A group of parents for students that attend the Desert Ridge High School in Arizona, sent out a letter which, in part, states, "These organizations are trying to ensure that anything less than endorsement of Lesbian, Gay, Bisexual and Transgender lifestyles will not be tolerated in our schools or by our students. They want to modify school policies to include language which would remove the rights of those opposed to these lifestyles including the right to state our moral, religious, or even just personal belief that this is wrong. They do not feel anyone with an opinion or belief different from theirs should be able to express that opinion or belief."

You can read the whole letter here.

That group of parents are allowing their children to stay home from school Friday to protest National Day of Silence. One parent is even inviting students to his house for swimming and pizza.

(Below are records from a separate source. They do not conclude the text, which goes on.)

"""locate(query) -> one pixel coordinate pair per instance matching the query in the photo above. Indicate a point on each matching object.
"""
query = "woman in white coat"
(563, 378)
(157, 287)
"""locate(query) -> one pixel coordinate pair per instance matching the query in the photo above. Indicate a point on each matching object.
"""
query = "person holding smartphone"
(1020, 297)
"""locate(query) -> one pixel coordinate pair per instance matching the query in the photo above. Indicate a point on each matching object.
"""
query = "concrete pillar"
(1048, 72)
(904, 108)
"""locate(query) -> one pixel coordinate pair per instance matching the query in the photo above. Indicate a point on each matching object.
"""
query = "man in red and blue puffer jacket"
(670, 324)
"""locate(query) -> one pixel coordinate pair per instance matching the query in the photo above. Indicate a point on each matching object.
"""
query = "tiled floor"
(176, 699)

One parent, Randy Bellino, thinks his son, Jake, "should be learning about math and science, not gay and lesbian rights." He is the parent inviting students over to swim and eat pizza.

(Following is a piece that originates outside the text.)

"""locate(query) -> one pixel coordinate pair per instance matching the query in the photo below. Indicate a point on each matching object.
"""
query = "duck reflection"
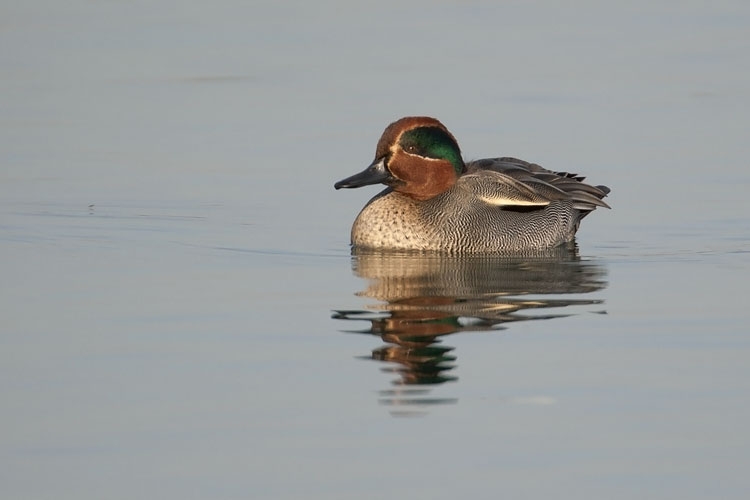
(424, 297)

Another parent, Gail Fox, in Houston's Pershing Middle School, who has a daughter, CeCe White, that is helping organize the event because her best friend is gay, supports her daughters involvement saying, "She has an opinion, and I think that's a great thing."

The Gay, Lesbian and Straight Education Network has registered five participating schools in Katy, at least two in the Clear Creek school district and more than 20 in the Houston area. The organization estimates that more than 6,000 schools and several hundred thousand kids will keep silent Friday.

In response to the massive amounts of communication from groups and parents about the day of silence, the superintendent of Katy's school district, Alton Frailey, made it clear to the teachers in his district that although his schools were not officially asked to participate, if they were asked, "my answer is no."

He also sent out a districtwide e-mail on the subject, saying, "The degree of exposure and political posturing currently being generated is bringing more attention to this particular subject than is necessary", and in that email he instructed teachers to not make exceptions for students taking vows of silence.

One mother of an elementary school student in Katy, Lori Wilson, said she started receiving forwarded emails back in March, about the silent protest and she is one of the parents that has emailed the school's administrators.

"It's sad because we can't have a day of silence for prayer, but we can have a day of silence for that," she said.

This is but a small sample of what is going on around the country in schools.

One thing is clear, no matter what side of the issue people are on, all can agree that there won't be much scholastic education going on in the schools from one end of the country to the other, on Thursday and Friday.

According to Wikipedia, these days of silence have been going on annually since 1996.